Der zweite Band der Trilogie liefert Erkenntnisse über die Anfänge der Partials

„Fragments“ ist der zweite Band von Dan Wells‘ „Partials“-Trilogie und setzt wenige Tage nach der Handlung des Vorgängers ein. Zu diesem Zeitpunkt befindet sich Kira bereits auf ihrem Trip nach Manhattan, während man in East Meadow, dem Rückzugsort der Überlebenden des Partial-Krieges, nach wie vor verzweifelt versucht, dem Aussterben der knapp 40.000 verbliebenen Menschen auf dem Planeten entgegenzuwirken. Folglich springt die Handlung im Folgenden immer wieder zwischen Kira und ihrem Freund Marcus hin und her, wobei der Fokus eindeutig auf Kiras Nachforschungen liegt. Diese gehen zwar eher mühsam voran und bieten zunächst kaum Action, sind aber dennoch hochinteressant, da man endlich mehr über die Anfänge der Partials erfährt. Das ist deshalb spannend, weil Kira immer nur bruchstückhafte Informationen erhält und aufgrund dieser diverse Theorien über die ursprüngliche Motivation der Partials-Schöpfer entwickelt. Manch einem Leser mag diese Spurensuche vielleicht etwas zu lange dauern, ich mochte dieses Rätselraten aber schon im ersten Teil und habe mich daher sehr über diese zwar ruhige, aber dennoch packende „Forschungsreise“ gefreut.
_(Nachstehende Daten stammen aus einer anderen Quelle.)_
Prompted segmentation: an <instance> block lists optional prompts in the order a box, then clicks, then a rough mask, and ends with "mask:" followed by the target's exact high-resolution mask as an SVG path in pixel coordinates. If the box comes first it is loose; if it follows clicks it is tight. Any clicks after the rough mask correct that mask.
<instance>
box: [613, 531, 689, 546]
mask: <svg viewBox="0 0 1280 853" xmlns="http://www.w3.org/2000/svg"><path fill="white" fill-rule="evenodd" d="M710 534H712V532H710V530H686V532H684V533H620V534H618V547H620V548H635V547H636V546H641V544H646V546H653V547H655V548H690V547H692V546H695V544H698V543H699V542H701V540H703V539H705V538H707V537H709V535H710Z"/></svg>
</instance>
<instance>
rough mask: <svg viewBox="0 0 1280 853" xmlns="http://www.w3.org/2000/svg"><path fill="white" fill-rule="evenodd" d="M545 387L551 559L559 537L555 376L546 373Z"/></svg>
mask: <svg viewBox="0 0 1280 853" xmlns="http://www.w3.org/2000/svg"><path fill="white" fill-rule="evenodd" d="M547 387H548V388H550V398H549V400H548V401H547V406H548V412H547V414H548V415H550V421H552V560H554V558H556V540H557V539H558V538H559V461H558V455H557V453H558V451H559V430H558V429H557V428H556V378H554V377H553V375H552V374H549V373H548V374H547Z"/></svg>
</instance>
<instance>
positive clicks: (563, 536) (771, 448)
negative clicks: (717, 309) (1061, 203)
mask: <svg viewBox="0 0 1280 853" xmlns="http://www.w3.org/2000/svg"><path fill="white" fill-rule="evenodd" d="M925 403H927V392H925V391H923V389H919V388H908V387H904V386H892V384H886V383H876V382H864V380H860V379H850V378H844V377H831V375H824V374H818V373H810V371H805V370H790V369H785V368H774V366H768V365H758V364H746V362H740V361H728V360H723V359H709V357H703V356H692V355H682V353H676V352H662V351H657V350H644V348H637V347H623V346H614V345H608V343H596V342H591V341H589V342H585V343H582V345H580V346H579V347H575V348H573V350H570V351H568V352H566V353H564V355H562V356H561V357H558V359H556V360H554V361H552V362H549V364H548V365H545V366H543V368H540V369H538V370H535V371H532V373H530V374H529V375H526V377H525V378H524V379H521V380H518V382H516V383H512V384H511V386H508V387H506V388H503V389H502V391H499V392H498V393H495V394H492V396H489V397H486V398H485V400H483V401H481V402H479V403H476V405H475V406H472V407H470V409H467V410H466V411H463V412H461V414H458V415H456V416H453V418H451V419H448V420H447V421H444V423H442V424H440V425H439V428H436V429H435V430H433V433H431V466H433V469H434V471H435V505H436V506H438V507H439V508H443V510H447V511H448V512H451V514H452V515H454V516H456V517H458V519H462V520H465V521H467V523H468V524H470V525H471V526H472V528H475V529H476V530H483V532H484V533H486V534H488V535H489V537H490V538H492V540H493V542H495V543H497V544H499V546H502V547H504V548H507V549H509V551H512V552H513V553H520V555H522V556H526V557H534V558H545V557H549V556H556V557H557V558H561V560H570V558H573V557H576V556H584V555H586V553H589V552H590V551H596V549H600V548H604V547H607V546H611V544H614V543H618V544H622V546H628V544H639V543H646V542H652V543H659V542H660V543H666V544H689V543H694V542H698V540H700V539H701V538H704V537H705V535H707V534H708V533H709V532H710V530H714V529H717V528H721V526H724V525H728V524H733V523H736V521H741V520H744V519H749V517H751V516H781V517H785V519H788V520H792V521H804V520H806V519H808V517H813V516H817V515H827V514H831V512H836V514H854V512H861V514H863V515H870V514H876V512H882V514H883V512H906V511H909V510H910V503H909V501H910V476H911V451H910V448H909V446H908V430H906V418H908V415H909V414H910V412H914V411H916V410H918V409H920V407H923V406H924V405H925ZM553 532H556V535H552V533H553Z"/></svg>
Die Grenzen zwischen Gut und Böse verschwimmen

Nach gut einem Drittel kommt dann jedoch mehr Schwung in die Ereignisse: Die Action nimmt zu und zugleich bekommt man auch erstmals Eindrücke in die Welt außerhalb der Stadtgrenzen New Yorks. Hier offenbart sich erst das wahre Ausmaß des verheerenden Partial-Krieges und Dan Wells gelingt es sehr gut, das dystopische und äußerst hoffnunglos erscheinende Setting zu beschreiben. Was mir an diesem Szenario wie schon im Vorgänger wieder gut gefallen hat, ist dass es trotz der auf den ersten Blick sehr einfachen Aufteilung der Charaktere in gute Menschen und böse Partials letztlich doch recht schwierig ist, die Seiten so eindeutig festzulegen – denn Wells schafft es, dass man die Standpunkte der verfeindeten Parteien und auch die kontroversen Sichtweisen innerhalb dieser jederzeit nachvollziehen kann. Es gibt eben nicht nur Gut und Böse, zumal auch beide Seiten aufeinander angewiesen sind, um den Erhalt der eigenen Rasse zu sichern. Hier wird früh klar, dass eine Lösung des Problems nur über eigene Kompromisse möglich ist – auch wenn sich viele Figuren damit schwer tun, sich dieses Dilemma einzugestehen.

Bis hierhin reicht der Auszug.